Juíza anula acordo entre Trump e Receita Federal

Juíza federal desfaz acordo de proteção fiscal para Trump
Uma magistrada federal dos Estados Unidos anulou nesta segunda-feira o acordo entre Trump e Receita Federal que proporcionava proteções tributárias abrangentes ao presidente e suas organizações empresariais. A decisão marca um revés significativo para os planos do governo de implementar o pacto celebrado em maio.
O acordo entre Trump e Receita Federal, conhecido como IRS, determinava que a agência não prosseguisse com procedimentos de auditoria relacionados a investigações já iniciadas contra o presidente, sua família e seus empreendimentos. Além disso, exigia que a instituição federal apresentasse desculpas formais e renunciasse ao direito de cobrar impostos vinculados às investigações em questão.
Acusações de manipulação do sistema judiciário
A magistrada distrital Kathleen Williams, com sede em Miami, acusou formalmente Trump de manipular o judiciário ao processar uma agência federal sob seu controle presidencial. Williams argumentou que o presidente contornou requisitos constitucionais essenciais que estabelecem que as partes em litígios civis devem manter interesses genuinamente conflitantes.
Em sua análise judicial, Williams concluiu que Trump e a Receita Federal não funcionavam como verdadeiros adversários, contrariando o que exige a Constituição dos Estados Unidos para processos cíveis válidos. Essa constatação fundamentou a invalidação integral do acordo.

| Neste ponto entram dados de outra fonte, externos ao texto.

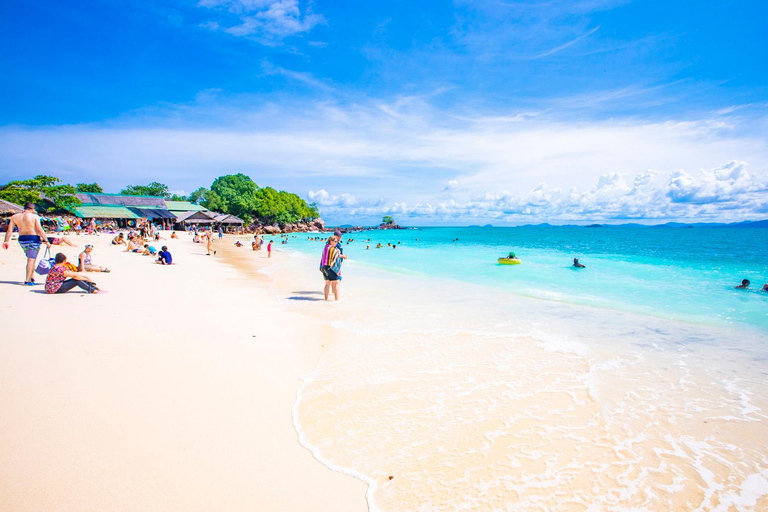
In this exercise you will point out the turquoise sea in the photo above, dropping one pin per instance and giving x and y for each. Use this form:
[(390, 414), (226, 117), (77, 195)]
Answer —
[(675, 273), (456, 383)]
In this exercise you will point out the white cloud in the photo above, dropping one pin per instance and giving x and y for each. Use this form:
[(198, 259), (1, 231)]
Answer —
[(654, 196), (266, 20), (323, 198), (419, 161)]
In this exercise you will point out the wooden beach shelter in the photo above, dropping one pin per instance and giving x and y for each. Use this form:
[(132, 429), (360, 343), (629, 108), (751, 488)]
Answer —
[(229, 222), (201, 219), (124, 209)]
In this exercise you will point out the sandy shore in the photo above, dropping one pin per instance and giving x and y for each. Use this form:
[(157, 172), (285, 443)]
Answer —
[(172, 391)]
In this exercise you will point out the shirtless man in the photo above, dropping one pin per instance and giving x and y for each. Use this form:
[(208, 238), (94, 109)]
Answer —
[(209, 242), (31, 235)]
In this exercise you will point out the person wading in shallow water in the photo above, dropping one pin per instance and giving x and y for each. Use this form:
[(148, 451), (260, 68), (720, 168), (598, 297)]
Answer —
[(31, 235), (330, 264)]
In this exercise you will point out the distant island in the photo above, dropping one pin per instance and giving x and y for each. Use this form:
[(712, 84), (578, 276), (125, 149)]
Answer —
[(743, 224)]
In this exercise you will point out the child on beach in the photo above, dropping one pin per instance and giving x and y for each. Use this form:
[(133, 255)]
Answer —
[(60, 279), (164, 257)]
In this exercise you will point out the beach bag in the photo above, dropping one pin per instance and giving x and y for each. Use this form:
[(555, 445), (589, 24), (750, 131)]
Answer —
[(46, 264)]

A magistrada escreveu que "esta ação nunca teve como objetivo uma das partes buscar a resolução judicial de uma questão legal ou de uma disputa factual". Williams ressaltou que o processo representava uma tentativa de "conferir legitimidade a um acordo destinado a garantir imunidade a indivíduos e entidades conectados ao presidente e destinar bilhões de recursos dos contribuintes americanos para reparar danos não caracterizados em legislação".

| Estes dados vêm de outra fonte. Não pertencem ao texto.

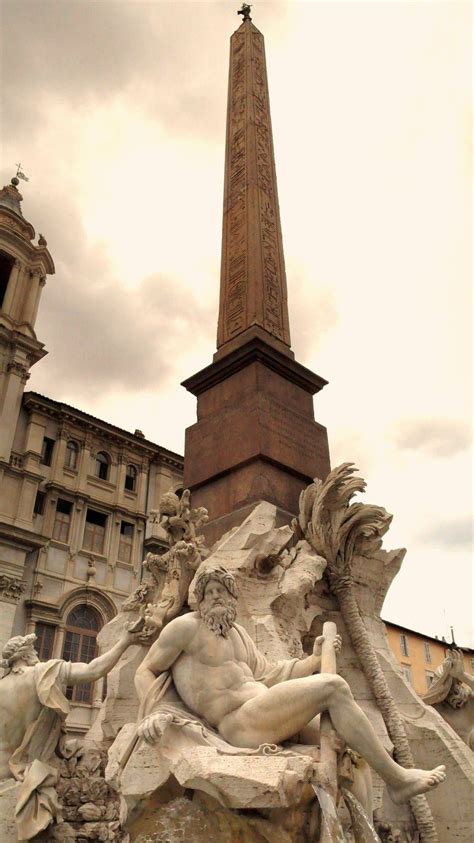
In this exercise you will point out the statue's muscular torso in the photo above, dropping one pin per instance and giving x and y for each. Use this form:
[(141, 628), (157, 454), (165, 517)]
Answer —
[(19, 706), (211, 673)]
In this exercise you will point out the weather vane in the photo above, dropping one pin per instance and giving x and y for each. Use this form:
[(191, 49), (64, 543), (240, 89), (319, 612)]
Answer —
[(245, 11), (19, 175)]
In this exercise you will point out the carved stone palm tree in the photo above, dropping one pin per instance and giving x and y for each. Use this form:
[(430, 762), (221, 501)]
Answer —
[(339, 530)]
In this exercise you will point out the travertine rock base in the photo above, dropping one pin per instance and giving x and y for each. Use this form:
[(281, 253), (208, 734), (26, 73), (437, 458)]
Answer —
[(203, 820)]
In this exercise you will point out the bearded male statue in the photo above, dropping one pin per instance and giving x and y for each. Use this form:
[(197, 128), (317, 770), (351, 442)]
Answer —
[(220, 676), (33, 708)]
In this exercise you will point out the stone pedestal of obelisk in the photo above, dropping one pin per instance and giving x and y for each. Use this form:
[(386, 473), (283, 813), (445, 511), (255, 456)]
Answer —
[(255, 437)]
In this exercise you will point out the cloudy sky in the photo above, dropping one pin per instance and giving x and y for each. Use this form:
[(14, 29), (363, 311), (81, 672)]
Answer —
[(117, 112)]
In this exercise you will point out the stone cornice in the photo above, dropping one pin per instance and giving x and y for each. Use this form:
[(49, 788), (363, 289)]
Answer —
[(256, 350), (24, 538)]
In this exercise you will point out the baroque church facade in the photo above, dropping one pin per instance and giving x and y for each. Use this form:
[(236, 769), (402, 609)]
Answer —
[(75, 491)]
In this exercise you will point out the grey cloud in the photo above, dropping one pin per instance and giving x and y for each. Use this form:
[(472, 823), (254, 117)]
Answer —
[(436, 437), (101, 335), (78, 52), (313, 313), (452, 535)]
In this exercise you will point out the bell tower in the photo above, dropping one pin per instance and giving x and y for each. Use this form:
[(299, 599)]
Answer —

Proteções fiscais anuladas e consequências legais
A ordem judicial de Williams proíbe que qualquer das partes envolvidas no caso, incluindo Trump, seus filhos maiores de idade e sua empresa, façam menção ao acordo ou utilizem seus termos em futuras ações judiciais. Esta determinação pode invalidar a cláusula que impedia a Receita Federal de conduzir auditorias sobre reivindicações tributárias históricas envolvendo Trump ou suas empresas.
O acordo inicial também contemplava a criação de um fundo bilionário destinado a compensar supostas "vítimas da instrumentalização governamental". Críticos apontaram que esse mecanismo funcionaria como um canal para que o presidente direcionasse recursos federais a apoiadores condenados pelos incidentes do Capitólio em 6 de janeiro de 2021. Posteriormente, a ideia do fundo foi descartada.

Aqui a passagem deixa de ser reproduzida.